Böyle bir cümle kurmak istiyorum. Fakat "hortlatmak" fiilini nasıl ifade edebileceğimi çözemedim.

Yardımınız için şimdiden teşekkürler...

granturco***


----------



## shiningstar

Merhaba,

Sanırım sorduğun konuyla ilgili çok uygun bir deyim vardı ama şu anda aklıma gelmiyor. Yine de bir yardımı dokunabilir diyerek kendi yorumumu veriyorum:

"I don't want to rise a dead/old matter again but..."

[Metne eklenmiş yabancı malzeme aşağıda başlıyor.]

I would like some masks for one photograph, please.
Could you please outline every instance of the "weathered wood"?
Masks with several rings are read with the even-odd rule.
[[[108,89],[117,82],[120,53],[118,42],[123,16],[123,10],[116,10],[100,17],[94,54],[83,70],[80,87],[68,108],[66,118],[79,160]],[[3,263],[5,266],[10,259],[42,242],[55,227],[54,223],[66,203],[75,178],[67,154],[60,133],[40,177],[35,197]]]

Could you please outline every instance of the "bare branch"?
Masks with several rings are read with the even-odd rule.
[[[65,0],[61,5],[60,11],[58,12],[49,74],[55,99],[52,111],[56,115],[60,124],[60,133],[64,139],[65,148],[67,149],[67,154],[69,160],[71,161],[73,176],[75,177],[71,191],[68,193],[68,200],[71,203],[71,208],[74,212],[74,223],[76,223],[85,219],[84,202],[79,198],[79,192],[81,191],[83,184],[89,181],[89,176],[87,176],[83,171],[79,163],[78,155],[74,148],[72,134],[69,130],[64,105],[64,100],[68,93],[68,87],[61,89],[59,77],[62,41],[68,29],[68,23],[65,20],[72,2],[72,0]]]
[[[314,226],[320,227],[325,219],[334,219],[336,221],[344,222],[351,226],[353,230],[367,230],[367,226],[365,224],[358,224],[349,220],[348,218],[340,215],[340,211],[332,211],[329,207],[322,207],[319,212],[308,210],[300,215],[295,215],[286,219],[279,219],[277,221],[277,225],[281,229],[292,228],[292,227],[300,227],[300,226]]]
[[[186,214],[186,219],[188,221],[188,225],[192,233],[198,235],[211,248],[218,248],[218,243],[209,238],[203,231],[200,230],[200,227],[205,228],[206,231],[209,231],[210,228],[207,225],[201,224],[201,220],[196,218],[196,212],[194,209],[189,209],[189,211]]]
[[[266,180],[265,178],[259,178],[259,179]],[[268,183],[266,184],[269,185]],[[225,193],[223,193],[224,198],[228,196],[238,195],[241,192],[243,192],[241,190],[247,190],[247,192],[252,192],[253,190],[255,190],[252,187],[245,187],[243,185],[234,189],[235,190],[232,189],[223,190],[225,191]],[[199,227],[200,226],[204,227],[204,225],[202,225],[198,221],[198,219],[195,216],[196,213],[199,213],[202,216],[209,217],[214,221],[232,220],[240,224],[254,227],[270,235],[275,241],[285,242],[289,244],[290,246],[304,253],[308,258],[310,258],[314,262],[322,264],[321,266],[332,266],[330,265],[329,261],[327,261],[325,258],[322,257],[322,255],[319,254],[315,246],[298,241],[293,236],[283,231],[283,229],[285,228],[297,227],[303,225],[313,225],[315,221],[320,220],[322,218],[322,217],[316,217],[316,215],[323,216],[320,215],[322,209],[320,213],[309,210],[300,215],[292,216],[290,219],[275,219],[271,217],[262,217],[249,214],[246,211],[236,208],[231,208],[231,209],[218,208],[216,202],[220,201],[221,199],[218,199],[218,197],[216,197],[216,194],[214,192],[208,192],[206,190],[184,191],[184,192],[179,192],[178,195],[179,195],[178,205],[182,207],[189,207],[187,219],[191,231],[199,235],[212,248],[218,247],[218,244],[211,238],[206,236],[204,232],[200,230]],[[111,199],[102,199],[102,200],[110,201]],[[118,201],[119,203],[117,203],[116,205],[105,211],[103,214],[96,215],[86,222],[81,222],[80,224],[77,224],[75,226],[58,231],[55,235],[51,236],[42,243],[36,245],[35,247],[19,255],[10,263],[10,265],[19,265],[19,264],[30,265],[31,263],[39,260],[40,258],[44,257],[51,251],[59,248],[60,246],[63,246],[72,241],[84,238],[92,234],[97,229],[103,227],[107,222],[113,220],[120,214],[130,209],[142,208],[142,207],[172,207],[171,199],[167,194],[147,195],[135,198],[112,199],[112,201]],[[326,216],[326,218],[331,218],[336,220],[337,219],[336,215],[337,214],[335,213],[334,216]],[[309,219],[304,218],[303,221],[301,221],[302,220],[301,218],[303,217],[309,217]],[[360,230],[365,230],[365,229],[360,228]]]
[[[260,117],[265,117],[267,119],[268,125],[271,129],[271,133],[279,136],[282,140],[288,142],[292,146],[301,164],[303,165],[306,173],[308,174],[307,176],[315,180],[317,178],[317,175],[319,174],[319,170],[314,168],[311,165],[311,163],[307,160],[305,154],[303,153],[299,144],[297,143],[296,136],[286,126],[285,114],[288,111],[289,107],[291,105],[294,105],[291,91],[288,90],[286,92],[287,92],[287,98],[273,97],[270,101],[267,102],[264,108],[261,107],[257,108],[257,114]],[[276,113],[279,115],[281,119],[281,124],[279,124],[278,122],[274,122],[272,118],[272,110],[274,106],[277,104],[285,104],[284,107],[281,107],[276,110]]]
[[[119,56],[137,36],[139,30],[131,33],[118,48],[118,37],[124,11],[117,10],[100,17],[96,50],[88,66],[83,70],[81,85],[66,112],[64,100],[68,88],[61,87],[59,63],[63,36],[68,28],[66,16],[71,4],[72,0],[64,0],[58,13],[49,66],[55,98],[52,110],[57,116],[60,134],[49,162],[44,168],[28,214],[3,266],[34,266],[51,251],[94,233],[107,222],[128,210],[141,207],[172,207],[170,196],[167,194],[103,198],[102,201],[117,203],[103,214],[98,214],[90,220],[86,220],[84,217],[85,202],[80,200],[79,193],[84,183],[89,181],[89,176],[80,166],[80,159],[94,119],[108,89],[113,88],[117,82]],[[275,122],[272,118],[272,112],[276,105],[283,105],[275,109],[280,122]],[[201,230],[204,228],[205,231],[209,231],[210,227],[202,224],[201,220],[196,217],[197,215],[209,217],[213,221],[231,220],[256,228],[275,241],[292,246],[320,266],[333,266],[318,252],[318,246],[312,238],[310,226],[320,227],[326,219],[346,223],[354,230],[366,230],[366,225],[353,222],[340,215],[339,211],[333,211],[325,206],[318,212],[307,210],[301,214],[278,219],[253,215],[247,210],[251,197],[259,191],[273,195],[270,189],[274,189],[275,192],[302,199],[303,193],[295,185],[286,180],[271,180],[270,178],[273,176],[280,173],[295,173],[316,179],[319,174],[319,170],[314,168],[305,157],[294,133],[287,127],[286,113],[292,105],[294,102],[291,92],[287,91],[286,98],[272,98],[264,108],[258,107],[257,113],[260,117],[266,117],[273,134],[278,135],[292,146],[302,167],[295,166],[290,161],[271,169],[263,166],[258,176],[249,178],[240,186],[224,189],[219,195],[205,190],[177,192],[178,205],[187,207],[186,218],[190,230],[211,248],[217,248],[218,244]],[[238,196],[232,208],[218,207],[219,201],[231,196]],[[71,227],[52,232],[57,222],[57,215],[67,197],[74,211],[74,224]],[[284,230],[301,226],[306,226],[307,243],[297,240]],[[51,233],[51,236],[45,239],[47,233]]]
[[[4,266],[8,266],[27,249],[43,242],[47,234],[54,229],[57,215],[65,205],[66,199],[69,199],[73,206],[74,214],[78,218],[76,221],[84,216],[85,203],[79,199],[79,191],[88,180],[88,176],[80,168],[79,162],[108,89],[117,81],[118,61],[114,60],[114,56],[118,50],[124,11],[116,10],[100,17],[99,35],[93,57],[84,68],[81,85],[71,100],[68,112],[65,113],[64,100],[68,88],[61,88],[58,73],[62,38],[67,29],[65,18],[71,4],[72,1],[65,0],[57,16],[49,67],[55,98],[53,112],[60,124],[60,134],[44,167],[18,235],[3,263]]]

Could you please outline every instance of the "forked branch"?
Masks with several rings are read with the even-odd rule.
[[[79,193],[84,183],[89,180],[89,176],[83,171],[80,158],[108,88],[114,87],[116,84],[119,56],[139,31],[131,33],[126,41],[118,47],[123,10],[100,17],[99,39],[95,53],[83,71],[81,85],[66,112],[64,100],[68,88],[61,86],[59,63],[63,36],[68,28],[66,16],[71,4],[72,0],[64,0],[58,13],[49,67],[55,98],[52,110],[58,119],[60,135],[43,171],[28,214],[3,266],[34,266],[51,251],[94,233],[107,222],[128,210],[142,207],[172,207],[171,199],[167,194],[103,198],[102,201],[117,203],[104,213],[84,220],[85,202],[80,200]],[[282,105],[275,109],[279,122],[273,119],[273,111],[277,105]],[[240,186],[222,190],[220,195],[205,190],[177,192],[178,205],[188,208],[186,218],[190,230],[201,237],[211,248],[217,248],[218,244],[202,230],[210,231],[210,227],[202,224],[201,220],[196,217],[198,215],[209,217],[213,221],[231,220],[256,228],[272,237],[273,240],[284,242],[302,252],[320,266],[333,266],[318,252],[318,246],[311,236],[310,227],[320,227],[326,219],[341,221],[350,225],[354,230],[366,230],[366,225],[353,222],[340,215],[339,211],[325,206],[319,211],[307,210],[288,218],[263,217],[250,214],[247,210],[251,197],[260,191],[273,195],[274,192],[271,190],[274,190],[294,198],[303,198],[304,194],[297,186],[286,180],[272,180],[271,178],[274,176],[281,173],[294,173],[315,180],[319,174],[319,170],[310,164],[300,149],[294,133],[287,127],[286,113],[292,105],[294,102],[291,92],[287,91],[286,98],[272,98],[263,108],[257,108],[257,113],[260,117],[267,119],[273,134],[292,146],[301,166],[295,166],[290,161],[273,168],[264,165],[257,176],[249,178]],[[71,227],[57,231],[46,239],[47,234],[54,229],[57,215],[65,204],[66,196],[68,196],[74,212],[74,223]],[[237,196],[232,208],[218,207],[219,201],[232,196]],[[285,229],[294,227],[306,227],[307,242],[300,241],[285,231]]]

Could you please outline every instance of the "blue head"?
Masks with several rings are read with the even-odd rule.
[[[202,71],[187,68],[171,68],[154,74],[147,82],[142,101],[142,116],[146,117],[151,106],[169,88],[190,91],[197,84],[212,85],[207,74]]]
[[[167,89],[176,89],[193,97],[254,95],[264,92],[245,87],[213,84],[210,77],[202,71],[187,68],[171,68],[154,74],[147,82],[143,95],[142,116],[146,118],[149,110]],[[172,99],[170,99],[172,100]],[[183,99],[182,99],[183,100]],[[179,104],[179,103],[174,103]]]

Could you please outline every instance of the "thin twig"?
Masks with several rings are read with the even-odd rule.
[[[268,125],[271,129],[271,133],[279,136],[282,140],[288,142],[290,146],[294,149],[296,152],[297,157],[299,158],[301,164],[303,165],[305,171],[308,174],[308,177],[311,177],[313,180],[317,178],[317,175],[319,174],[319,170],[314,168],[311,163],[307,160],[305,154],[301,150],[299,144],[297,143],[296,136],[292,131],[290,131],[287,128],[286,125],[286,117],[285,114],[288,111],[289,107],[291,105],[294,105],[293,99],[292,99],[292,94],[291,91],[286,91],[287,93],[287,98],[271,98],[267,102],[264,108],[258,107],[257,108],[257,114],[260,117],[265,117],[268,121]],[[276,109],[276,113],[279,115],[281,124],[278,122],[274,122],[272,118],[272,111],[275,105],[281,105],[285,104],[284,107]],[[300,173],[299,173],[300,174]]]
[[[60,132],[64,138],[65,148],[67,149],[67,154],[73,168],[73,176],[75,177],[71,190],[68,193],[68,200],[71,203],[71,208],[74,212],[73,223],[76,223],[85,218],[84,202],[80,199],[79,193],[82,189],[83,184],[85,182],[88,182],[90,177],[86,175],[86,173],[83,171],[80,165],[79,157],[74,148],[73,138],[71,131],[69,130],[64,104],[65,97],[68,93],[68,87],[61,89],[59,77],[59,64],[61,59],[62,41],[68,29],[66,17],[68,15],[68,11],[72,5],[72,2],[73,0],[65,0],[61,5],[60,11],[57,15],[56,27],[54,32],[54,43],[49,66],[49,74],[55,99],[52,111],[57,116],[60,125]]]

"Ölü/eski bir meseleyi yeniden diriltmek istemiyorum ama..."


----------



## shafaq

Başka bir deyişle:
I don't want to cause an old/past matter to *rise from dead/grave*.


----------



## congergs

Şayet hortlatılan bir forum konusuysa (  ) "necrobump"la çevrilebilir.


----------



## RimeoftheAncientMariner

granturco said:


> Selam
> 
> "Eski bir konuyu tekrar hortlatmak istemem."
> 
> Böyle bir cümle kurmak istiyorum. Fakat "hortlatmak" fiilini nasıl ifade edebileceğimi çözemedim.
> 
> Yardımınız için şimdiden teşekkürler...
> 
> granturco***


I would not want to resurrect/reincarnate/recollect/necro-post/raise back from the dead, a matter of the past/ a matter that is so obsolete..


----------



## Şafak

shafaq said:


> Başka bir deyişle:
> I don't want to cause an old/past matter to *rise from dead/grave*.


Brother Shafak   



congergs said:


> necrobump


Bu yepyeni lafı herkesin anlayacağını sanmıyorum maalesef.


----------



## Meraklı

hortlamak-son bulduğu zannedilen kötü bir şeyin tekrâr ortaya çıkması, peydahlanmak


----------